Fin janvier, la ministre Lebouthillier a aussi annoncé la levée du moratoire sur la pêche au sébaste. Elle a alors décrété un quota « plancher » de 25 000 tonnes, dont 10 % iront aux crevettiers.

« L’annonce pour la crevette était prévisible, mais l’annonce pour la répartition de quotas de sébastes vient plus ou moins signer l’arrêt de mort de notre flottille », soupire Patrice Element, directeur de l’Office des pêcheurs de crevette du Québec.

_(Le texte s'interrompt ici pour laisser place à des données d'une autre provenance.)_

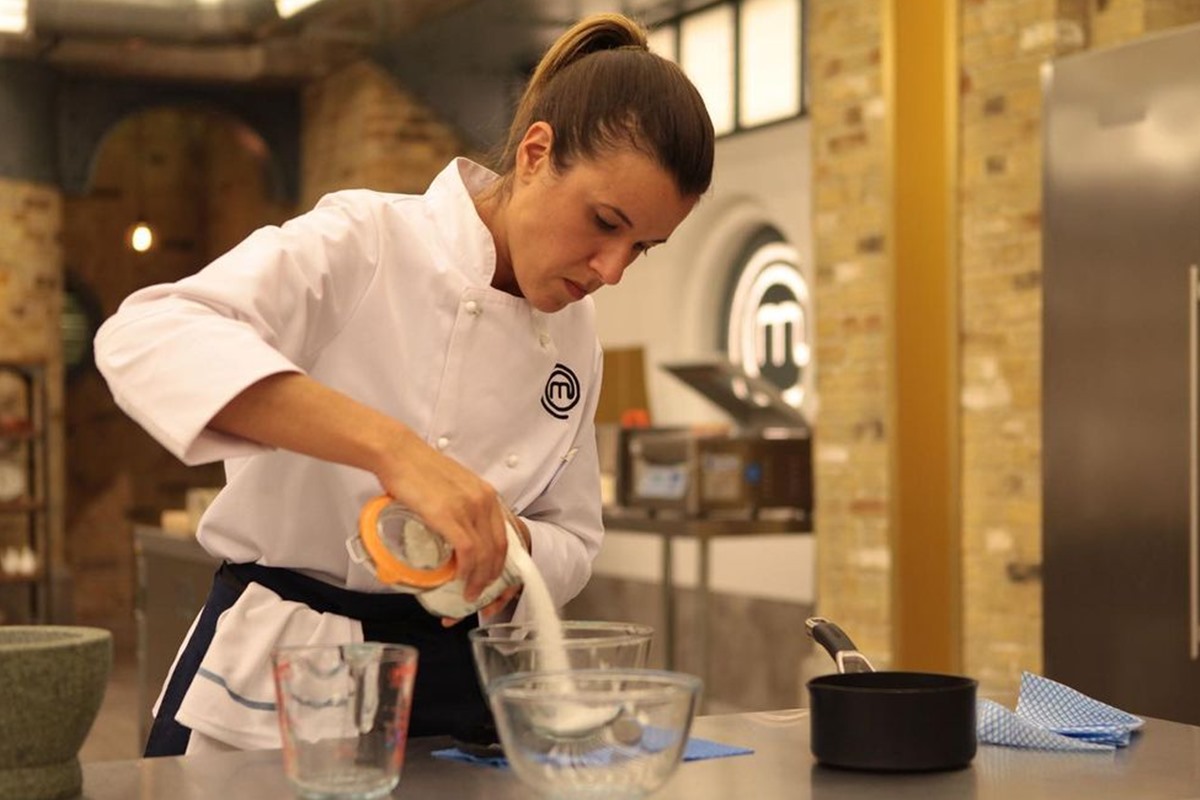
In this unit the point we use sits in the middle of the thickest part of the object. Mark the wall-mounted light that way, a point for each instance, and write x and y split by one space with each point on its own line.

« À un moment donné, soit qu’elle révise les allocations de sébastes ou qu’elle finance une rationalisation, [c’est-à-dire un] rachat de permis et d’entreprises. Parce que là, pour la quasi-totalité de la flotte, c’est la faillite qui s’en vient », ajoute-t-il.

En incluant le Québec, Terre-Neuve-et-Labrador, le Nouveau-Brunswick et les Premières Nations, il y a entre 80 et 90 permis de pêche à la crevette dans le golfe du Saint-Laurent, explique-t-il.

Il calcule donc que, par entreprise de pêche, cette allocation représente environ 70 000 livres de sébaste. Or, il souligne qu’il faut environ une journée et demie de pêche pour capturer ce volume. « Il n’y a rien là pour nous autres. »

PHOTO BERNARD BRAULT, ARCHIVES LA PRESSE

La levée du moratoire sur la pêche au sébaste a été annoncée fin janvier.

« Actuellement, on ne peut même pas se permettre de mettre nos bateaux à l’eau pour essayer de pêcher ça. C’est comme si je disais à un chauffeur de taxi : tu vas avoir droit à deux runs dans ton mois. Ça ne paye même pas les assurances et le gaz », illustre pour sa part le capitaine Dupuis.

La part du lion aux « bateaux-usines »

Le reste des allocations de la pêche au sébaste a été attribué au secteur de la flottille côtière (14,84 %), au secteur de la flottille semi-hauturière (5,72 %) et au secteur de la flottille hauturière (58,69 %) dans les quatre provinces de l’Atlantique et au Québec.

Les bateaux hauturiers sont des navires de 30,5 mètres (100 pieds) et plus.

« Le sébaste, la ministre avait dit qu’elle allait prioriser les entreprises qui font vivre les communautés côtières et qu’elle ne voulait pas avoir de pêcheurs de salon. […] Elle a plutôt priorisé quelques grosses compagnies de offshore, de bateaux-usines », déplore Vincent Dupuis.

Au Québec, une seule entreprise de pêche détient un permis de bateau hauturier, mais elle n’en possède pas un dans les faits.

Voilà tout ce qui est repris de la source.